Logs are an attack vector
Logs should never contain sensitive information like passwords. Even debug logs have to obey this rule if customers can turn them on. Customers should be able to share logs with support without fear of exposing sensitive info.
Log the system's environment
To help support, log the system's environment at startup:
- OS type and version
- Software version
- Host name, IP
- Versions of supporting software (e.g., Java)
- Relevant environment variables, system properties
- Locations of config files
- Values in config files
Number of log files
Not all logs should be written to a single file. Trace and debug messages often belong in a separate file from lifecycle logs. The reason is that these logs have different audiences. Admins want to lifecycle info and errors. Support wants to see the tracing for a specific use case. If you use multiple logs files, be very clear about which files support will need. Consider including a tool to bundle and send the files to support.
When logging an error, give a short, stable id as well as a descriptive message like "COMPX01234 Missing password, authentication failed." The "COMPX01234" value makes communication easier between administrators, support and developers. Be careful re-using error identifiers. Ideally, they should lead developers to a single source code location.
Especially in clustered or distributed environments, customers may want to aggregate their logs to a central place for analysis. Many logging frameworks allow logging to syslog, JMX, a database or a network pipe. Allow customers the flexibility to configure these features.
Log entry structure
Both humans and machines will be reading the log files. You need enough structure to support machine analysis, but the files should also be readable by human beings. A line-per-log format helps very much when using grep and search tools.

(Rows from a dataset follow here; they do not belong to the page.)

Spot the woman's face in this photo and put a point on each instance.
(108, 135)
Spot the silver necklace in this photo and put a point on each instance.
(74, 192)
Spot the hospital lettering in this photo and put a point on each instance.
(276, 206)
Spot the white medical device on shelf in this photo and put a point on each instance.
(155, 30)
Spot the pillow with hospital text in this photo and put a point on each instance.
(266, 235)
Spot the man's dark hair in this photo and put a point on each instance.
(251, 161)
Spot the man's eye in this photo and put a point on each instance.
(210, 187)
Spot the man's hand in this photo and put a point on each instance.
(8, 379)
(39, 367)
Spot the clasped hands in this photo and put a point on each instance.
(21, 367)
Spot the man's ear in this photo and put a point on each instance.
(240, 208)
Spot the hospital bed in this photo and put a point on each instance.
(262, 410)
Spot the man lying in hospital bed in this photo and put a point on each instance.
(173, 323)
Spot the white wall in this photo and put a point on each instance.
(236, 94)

XML is amenable to machine search, but is terrible for humans to read.
What goes in each log entry?
- Datetime - To the millisecond
- Thread Id
- Transaction or Session Id - Allows you to distinguish between transactions. In a distributed system, use the same transaction id across components.
- Source code location
- If error, Error Id
- A descriptive message - Take care to include the context. If this is a NumberFormatExecption, include the value that failed to parse as a number.
Too many debug logs are a code smell
I've worked on systems that had huge numbers of debug logs. They were all added by well-intentioned developers, but they cluttered both the source and log files. I think this may be symptomatic of a team that doesn't utilize unit testing and good debuggers sufficiently. Developers should consider removing the truly extraneous logs before check-in.
Logs are not a complete monitoring solution
Many aspects of the system should be visible to administrators without log analysis. Monitoring systems should be able to give them the current system state. Operational measures (e.g., counters and statistics over them) and Alarms are other ways to indicate system state. For example, an Alarm may indicate the connection to a back-end system is down. An Operational Measure can indicate how many times the connection has dropped in the last hour. Of course, it still might be appropriate to log the "connection down" event for auditing purposes.
What have I missed?
I'm a developer, though an experienced one who has shipped a number of servers. Admins, DevOps guys - what am I missing? What advice would you give developers about logging in enterprise-y environments?